Digamo-lo claramente: o maior entrave ao sucesso não é a falta de mérito, mas sim a desigualdade. Ora, este é o principal ponto de discórdia para quem defende uma visão meritocrática liberal da sociedade. Segundo o seu encadeamento lógico, basta seguir os princípios da justiça como equidade de Rawls: criar um contrato social a partir de um “véu da ignorância”, onde exista igualdade de oportunidades, mas, simultaneamente, uma institucionalização de algum grau de desigualdade, que fomente a competição entre indivíduos.

“O maior entrave ao sucesso não é a falta de mérito, mas sim a desigualdade. Ora, este é o principal ponto de discórdia para quem defende uma visão meritocrática liberal da sociedade.”

Todavia, um contrato social que mantém os alicerces desigualitários da sociedade, por muito que forneça condições para o mérito florescer, nunca poderá originar uma sociedade verdadeiramente meritocrática, porque institucionaliza a desigualdade hereditária no seu seio. Um claro exemplo disso é a confusão que causa falar em taxação de heranças. A menos que se aceite que existe mérito em receber o acumulado de “méritos” de antepassados, nada de mais irreal existe numa sociedade que se diz querer mais justa. 

Ter isto como pano de fundo não é o mesmo que defender uma igualdade absoluta, que é, obviamente, contra-natura. É, todavia, uma concepção realista de que a sociedade actual, alicerçada numa lógica similar à previamente descrita, subsiste à conta da desigualdade. É, inclusive, necessário, para manter o statu quo societal, um elevado nível de desigualdade. Por outras palavras, esta é uma construção social. O mesmo nos diz Rousseau: “A origem da sociedade e das leis, que resultaram em novos entraves ao fraco e novas forças para o rico, (…) fixaram para sempre a lei da propriedade e da desigualdade (…) para proveito de alguns ambiciosos, passaram a sujeitar todo o género humano à servidão e à miséria”. 

Antes de sequer podermos falarmos em meritocracia, ou no mérito como elemento para o sucesso, devemos procurar, seriamente, a igualdade. Sem ela, nenhum de nós é livre (ideia defendida, inclusive, por liberais como Almeida Garrett). E só alguém livre pode ter mérito. Urge, por isso, um novo contrato social, mais comunitário e menos hereditário, que destrua as fontes de desigualdade e que permita o florir das potencialidades de cada um. 
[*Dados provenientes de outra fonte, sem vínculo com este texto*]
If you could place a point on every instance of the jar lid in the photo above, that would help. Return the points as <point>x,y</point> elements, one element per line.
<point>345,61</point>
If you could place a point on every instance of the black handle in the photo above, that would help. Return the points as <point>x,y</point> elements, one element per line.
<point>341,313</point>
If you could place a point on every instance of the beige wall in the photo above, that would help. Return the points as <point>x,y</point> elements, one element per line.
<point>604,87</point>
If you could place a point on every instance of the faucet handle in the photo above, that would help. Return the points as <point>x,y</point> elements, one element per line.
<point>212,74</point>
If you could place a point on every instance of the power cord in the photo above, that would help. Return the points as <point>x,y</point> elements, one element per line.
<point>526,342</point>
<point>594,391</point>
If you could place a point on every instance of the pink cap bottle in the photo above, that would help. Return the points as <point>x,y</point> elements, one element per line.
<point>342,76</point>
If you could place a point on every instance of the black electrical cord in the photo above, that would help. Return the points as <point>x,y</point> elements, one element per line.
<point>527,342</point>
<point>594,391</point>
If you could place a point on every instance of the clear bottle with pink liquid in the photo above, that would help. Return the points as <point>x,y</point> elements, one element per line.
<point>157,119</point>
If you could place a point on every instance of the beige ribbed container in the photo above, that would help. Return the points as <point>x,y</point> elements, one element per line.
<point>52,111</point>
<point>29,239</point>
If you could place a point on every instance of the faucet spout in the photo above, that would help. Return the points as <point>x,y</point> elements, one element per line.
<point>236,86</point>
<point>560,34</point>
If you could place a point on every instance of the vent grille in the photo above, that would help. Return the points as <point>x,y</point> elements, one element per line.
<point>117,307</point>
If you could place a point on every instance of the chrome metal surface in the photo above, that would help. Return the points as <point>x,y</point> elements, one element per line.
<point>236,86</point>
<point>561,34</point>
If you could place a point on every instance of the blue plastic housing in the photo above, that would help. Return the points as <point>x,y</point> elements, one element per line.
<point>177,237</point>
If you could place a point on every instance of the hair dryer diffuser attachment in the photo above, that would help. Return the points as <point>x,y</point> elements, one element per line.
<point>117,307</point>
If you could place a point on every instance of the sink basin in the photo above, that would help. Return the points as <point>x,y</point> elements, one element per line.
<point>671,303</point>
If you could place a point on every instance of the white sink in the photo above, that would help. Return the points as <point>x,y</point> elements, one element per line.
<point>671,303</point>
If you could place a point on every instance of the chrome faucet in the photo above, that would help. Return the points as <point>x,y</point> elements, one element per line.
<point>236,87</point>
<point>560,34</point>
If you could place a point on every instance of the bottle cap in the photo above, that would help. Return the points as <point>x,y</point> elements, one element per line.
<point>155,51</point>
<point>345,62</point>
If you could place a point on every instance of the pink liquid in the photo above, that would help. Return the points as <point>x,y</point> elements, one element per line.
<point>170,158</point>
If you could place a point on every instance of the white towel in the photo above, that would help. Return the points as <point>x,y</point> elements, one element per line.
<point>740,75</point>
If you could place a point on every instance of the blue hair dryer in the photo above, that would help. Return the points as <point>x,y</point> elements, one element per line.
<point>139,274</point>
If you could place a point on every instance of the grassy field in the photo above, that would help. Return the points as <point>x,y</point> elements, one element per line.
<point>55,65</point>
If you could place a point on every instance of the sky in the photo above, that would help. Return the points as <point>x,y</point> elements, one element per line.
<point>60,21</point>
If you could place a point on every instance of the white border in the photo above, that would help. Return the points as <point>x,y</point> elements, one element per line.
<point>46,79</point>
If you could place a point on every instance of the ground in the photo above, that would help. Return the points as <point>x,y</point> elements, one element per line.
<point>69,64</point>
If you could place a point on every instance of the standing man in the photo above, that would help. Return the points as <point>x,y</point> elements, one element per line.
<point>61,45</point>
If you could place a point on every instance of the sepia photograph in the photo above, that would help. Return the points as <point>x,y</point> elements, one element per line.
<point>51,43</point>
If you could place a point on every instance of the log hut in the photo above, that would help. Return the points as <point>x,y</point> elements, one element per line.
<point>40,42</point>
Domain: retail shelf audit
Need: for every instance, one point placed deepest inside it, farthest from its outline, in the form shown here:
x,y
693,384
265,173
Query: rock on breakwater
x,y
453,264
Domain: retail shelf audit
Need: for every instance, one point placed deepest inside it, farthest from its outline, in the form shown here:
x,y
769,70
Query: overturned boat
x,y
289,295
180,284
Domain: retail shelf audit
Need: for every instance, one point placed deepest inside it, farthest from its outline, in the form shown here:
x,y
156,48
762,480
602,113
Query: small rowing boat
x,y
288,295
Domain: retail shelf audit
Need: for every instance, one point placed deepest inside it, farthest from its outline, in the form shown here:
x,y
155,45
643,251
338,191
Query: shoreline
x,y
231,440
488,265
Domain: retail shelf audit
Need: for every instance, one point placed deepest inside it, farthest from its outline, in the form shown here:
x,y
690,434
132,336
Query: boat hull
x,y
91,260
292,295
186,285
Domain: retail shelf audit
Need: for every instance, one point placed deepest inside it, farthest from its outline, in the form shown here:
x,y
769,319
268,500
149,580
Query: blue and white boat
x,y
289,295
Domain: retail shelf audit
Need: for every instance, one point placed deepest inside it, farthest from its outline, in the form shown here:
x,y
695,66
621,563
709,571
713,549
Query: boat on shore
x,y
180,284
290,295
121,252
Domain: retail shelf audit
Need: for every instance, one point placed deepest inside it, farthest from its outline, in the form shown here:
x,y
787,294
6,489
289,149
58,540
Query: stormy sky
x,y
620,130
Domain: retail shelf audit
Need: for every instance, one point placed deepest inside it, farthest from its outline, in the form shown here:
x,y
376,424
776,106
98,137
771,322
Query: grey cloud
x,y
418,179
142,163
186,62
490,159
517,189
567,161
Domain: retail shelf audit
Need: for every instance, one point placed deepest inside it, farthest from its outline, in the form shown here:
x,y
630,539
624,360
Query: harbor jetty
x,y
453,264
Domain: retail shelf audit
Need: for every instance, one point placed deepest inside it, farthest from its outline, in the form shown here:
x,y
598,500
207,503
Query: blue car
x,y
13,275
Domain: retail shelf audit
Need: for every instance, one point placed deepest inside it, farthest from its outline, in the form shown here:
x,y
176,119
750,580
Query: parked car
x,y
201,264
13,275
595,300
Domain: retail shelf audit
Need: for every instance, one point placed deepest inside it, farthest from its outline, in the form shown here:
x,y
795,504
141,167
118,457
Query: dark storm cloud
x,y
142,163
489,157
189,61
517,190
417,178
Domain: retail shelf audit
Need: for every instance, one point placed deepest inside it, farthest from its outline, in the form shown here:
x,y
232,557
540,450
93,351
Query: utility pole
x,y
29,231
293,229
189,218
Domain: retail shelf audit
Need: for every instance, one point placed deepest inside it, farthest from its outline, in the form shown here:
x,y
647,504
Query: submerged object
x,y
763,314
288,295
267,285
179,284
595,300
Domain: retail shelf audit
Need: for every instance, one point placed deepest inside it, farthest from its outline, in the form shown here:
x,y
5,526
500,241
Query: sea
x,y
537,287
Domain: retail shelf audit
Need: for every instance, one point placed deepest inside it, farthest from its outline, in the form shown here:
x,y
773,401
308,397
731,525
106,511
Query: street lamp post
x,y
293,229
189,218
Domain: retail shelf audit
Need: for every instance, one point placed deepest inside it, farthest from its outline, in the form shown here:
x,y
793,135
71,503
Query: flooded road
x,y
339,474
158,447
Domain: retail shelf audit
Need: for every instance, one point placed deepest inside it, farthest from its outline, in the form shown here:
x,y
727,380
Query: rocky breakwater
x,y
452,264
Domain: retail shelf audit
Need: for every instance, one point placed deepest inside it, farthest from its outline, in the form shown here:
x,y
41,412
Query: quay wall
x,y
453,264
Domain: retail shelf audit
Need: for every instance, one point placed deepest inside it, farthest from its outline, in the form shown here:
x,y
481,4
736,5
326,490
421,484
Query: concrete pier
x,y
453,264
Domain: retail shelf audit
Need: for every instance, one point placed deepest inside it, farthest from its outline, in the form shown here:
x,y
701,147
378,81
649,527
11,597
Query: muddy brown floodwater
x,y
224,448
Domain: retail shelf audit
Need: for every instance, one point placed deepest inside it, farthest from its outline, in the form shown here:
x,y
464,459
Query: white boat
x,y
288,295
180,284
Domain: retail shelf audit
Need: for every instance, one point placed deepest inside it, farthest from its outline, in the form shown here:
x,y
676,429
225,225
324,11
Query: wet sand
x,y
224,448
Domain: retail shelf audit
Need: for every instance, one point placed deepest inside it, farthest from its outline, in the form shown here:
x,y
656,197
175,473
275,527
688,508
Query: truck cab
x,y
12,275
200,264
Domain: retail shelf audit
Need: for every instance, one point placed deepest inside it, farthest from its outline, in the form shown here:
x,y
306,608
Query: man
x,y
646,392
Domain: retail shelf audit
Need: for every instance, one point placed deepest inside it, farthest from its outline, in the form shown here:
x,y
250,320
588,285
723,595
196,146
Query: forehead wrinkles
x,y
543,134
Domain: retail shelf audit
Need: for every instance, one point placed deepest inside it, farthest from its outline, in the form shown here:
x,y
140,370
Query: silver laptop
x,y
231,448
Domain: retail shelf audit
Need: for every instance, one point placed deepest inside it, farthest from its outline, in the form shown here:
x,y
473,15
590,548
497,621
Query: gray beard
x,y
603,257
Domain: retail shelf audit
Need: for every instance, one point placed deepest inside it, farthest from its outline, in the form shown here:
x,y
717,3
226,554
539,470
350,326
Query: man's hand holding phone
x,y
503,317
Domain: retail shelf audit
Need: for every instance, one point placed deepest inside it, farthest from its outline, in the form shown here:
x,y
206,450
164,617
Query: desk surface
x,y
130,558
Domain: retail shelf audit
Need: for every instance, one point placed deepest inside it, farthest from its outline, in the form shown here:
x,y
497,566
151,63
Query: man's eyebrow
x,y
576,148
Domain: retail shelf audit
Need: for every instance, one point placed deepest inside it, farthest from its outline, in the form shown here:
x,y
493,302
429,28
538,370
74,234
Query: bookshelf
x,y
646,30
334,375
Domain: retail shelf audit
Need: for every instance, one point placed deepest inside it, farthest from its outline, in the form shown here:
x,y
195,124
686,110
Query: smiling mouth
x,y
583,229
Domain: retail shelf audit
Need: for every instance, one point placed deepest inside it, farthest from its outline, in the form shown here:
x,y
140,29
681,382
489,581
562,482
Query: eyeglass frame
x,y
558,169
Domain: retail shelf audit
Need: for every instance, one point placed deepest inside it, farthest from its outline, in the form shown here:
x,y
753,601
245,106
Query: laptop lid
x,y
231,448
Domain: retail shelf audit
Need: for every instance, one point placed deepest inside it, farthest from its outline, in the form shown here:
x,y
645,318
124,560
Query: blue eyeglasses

Um hamster, quando decide subir para a sua roda e começa a correr, não se apercebe que, independentemente do seu esforço, quer corra a uma velocidade grande ou pequena, não irá sair do sítio — a roda não permite que ele se mova para além do que já está pré-definido. As condições em que o hamster cresce não são apenas limitadoras do seu potencial: definem, verdadeiramente, a sua vida. Isto só ocorrerá até ao dia em que o hamster decida partir a roda e libertar-se das suas amarras. É pouco provável que tal ocorra, prevendo-se que fique sujeito a esta construção toda a vida. Nós temos bem mais graus de liberdade do que o hamster, mas não deixamos de estar tão ou mais amarrados a construções igualmente desigualitárias.